Many workplace illnesses currently go undiagnosed or unreported because of the delay between exposure and symptoms, making it difficult to identify occupational disease risks and for workers to get financial support when they fall ill. The new registry would include comprehensive exposure records, identify at-risk workers, help with earlier diagnoses, and potentially contribute to expanding the list of presumptive illnesses in Ontario to improve worker compensation.
“Through our government’s Your Health plan, we are building a healthcare system that better provides Ontarians with the right care, in the right place,” said Sylvia Jones, Deputy Premier and Minister of Health. “With this innovative, first-of-its-kind Occupational Exposure Registry, our government is making it easier for workers across the province to connect to the care and support they need, when they need it.”
In addition, Ontario is creating an Occupational Illness Leadership Table made up of industry experts and worker advocates to guide the implementation of the report’s recommendations. The table will include some of the province’s foremost medical voices along with representatives from workplace health and safety groups to ensure the province keeps pace with advancements in medical science and technology and delivers for workers.
To build the Occupational Exposure Registry, which is expected in 2025, the Ministry of Labour, Immigration, Training and Skills Development is working with the Occupational Cancer Research Centre (OCRC) to collect and analyze data from existing Ministry industrial hygiene records. The Ministry and OCRC are also working with healthcare providers and industry associations to gather new data and catalogue past and current occupational exposures across Ontario’s hundreds of thousands of workplaces.
“The Ontario Federation of Labour (OFL) has long advocated for greatly increased recognition of occupational diseases by Ontario’s workers’ compensation system,” said Patty Coates, OFL President. “A government commissioned study by Dr. Paul Demers recently found that less than 10 per cent of Ontarians with occupational cancers ever get compensated. The OFL welcomes the government proposal to establish an occupational disease registry as a first step towards moving on other key recommendations in the Demers report, such as increasing the number of cancers recognized for workers’ compensation.”
The Occupational Disease Landscape Review report was authored by Dr. Linn Holness and Janet Brown of the MAP Centre for Urban Health Solutions at St.
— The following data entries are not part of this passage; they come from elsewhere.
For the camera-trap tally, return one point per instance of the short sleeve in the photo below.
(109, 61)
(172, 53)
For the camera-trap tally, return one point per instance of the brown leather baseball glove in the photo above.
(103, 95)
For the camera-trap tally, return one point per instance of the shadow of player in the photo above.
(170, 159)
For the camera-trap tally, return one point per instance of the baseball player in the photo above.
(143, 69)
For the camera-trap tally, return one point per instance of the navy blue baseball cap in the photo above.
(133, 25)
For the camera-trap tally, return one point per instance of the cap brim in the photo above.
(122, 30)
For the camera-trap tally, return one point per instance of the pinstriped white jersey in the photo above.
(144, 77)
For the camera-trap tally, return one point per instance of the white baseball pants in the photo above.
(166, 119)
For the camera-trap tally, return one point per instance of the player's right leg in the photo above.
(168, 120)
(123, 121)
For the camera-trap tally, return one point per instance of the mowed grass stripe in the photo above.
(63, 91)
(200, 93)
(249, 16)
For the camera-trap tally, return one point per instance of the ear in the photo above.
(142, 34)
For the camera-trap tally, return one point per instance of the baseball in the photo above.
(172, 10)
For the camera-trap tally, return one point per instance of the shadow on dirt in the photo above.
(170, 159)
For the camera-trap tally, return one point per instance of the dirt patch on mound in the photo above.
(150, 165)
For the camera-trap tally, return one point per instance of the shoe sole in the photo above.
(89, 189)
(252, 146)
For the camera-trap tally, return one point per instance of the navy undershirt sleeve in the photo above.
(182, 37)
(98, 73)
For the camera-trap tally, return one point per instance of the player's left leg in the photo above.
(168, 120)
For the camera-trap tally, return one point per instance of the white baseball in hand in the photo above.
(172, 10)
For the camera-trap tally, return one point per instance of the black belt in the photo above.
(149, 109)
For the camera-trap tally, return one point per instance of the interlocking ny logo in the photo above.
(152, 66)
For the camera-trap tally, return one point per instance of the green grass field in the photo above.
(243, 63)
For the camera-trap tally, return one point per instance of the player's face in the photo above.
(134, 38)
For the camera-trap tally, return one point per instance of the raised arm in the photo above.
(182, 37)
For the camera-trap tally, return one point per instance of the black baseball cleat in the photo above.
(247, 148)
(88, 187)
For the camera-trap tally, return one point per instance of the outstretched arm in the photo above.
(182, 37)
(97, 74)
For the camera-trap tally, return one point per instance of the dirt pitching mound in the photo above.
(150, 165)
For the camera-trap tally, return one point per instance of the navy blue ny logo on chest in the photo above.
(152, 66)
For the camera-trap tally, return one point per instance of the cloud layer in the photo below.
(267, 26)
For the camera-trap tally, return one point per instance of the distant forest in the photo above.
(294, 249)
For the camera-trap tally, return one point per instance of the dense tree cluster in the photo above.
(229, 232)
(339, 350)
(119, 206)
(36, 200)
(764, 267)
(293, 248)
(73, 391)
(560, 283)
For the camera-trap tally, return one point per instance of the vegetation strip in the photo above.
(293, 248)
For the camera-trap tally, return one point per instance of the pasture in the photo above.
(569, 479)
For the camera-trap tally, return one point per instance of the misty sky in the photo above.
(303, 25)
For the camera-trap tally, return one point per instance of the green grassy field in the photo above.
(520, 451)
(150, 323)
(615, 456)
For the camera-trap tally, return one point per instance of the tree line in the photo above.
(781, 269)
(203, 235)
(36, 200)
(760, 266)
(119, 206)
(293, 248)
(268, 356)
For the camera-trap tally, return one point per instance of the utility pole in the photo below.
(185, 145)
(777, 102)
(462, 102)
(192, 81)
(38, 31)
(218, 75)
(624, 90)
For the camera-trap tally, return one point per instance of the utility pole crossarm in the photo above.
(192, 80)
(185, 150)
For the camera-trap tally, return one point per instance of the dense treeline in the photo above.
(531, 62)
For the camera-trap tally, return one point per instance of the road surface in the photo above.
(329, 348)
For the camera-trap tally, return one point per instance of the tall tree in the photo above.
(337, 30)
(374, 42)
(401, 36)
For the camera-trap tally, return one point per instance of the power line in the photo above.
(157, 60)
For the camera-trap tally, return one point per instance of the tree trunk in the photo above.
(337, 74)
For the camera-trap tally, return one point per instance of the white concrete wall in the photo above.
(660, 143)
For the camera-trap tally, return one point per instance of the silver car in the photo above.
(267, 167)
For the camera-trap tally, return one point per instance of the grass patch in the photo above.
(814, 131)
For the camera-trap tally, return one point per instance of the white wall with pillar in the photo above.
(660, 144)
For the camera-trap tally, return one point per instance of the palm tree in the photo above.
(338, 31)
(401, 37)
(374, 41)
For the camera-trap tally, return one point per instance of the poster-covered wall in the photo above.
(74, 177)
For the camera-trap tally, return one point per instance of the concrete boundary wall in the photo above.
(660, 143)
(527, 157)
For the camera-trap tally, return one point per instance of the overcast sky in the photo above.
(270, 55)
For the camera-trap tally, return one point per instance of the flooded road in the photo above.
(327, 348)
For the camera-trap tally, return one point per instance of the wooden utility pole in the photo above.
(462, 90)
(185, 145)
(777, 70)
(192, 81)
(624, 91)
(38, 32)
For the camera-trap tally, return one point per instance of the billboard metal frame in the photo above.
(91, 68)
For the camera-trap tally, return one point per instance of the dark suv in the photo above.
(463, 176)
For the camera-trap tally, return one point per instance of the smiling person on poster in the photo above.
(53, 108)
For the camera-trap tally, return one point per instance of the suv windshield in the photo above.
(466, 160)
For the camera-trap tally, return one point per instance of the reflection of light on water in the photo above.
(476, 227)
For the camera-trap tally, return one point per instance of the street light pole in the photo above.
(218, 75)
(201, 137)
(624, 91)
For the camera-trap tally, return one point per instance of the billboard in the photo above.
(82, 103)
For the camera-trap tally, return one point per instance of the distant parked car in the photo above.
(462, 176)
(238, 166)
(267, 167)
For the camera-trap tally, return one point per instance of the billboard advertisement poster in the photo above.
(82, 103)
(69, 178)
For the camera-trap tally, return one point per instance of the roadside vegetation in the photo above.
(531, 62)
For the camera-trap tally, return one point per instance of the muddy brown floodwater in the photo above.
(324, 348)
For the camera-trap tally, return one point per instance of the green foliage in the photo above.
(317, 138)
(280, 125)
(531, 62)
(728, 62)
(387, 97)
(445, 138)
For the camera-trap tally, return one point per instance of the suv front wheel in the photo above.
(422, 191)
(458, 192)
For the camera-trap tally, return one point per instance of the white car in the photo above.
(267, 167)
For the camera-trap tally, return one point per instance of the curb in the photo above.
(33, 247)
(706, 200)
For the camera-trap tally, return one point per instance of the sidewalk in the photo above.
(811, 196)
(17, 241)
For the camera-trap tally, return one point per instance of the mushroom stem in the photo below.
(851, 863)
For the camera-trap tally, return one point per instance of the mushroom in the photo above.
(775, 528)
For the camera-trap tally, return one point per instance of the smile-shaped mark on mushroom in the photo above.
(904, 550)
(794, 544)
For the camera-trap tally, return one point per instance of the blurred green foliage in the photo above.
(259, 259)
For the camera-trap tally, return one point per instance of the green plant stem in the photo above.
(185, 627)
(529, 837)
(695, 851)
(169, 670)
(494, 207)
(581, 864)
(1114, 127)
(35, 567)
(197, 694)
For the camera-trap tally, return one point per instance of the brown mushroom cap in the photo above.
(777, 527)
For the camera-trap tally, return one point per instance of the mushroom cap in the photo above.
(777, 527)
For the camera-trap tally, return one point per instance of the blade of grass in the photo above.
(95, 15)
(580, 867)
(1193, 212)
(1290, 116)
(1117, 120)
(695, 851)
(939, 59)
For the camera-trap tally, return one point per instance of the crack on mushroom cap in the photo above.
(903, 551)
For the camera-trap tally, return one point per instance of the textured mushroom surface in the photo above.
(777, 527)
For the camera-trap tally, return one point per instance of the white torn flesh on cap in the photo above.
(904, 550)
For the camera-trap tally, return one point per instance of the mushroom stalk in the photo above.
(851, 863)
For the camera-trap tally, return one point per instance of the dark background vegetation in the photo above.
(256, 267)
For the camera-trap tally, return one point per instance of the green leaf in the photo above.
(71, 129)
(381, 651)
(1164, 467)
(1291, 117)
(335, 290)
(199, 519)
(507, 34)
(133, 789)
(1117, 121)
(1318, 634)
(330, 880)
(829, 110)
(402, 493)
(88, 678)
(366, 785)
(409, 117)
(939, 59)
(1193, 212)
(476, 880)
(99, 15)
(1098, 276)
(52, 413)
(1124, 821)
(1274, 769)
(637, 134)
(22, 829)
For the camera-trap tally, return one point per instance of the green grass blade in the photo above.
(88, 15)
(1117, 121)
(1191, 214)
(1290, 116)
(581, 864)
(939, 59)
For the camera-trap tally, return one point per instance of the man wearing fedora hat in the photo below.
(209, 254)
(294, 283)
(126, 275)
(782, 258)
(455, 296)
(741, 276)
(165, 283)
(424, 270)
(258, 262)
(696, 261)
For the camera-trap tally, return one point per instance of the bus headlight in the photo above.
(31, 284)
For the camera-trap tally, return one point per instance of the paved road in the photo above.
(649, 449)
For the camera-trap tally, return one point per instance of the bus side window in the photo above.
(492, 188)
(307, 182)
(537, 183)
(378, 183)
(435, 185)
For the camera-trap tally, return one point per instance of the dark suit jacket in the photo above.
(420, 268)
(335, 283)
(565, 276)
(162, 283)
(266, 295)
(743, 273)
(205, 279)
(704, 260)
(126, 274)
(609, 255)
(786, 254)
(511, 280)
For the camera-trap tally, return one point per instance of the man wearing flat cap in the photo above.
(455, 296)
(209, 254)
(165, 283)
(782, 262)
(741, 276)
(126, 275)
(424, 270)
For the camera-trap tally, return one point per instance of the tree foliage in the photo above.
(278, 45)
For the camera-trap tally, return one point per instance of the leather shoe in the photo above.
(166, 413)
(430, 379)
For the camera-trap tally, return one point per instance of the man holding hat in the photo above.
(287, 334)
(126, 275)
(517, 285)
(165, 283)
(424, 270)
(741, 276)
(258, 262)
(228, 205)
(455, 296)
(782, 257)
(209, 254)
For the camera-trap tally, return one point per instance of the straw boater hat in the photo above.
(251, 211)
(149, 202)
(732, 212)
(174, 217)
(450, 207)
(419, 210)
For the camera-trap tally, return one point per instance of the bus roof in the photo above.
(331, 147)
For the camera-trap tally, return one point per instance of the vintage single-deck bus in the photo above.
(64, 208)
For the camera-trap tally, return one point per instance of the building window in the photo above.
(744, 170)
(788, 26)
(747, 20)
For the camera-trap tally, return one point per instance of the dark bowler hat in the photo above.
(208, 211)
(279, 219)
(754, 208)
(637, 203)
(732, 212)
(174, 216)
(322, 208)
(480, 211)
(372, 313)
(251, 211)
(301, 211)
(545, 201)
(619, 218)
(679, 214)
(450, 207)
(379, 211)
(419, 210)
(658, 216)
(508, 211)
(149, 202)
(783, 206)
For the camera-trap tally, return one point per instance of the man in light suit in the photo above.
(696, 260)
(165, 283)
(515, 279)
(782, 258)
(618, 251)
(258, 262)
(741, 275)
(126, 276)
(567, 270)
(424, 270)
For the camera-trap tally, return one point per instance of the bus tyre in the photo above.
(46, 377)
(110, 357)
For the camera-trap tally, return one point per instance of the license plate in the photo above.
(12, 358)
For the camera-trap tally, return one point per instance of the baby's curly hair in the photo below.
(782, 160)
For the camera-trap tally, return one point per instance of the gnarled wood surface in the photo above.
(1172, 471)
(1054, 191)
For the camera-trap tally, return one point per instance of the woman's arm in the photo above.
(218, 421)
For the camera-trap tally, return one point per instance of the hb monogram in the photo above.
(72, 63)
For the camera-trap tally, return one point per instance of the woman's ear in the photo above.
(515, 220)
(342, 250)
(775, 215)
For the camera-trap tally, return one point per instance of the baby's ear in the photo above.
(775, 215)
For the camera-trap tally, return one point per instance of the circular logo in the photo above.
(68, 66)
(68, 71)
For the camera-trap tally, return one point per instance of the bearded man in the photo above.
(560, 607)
Michael’s Hospital in Toronto, a site of Unity Health Toronto, and an internationally recognized research organization. The 58-page report includes recommendations on workplace prevention and monitoring of occupational disease, healthcare delivery and ways to strengthen connections within the system.
In addition to the Registry, work is underway to deliver on the report’s recommendations, including the development of a web-based Silica Control Tool that will assist in detecting and monitoring workplace silica exposure in the construction and mining industries.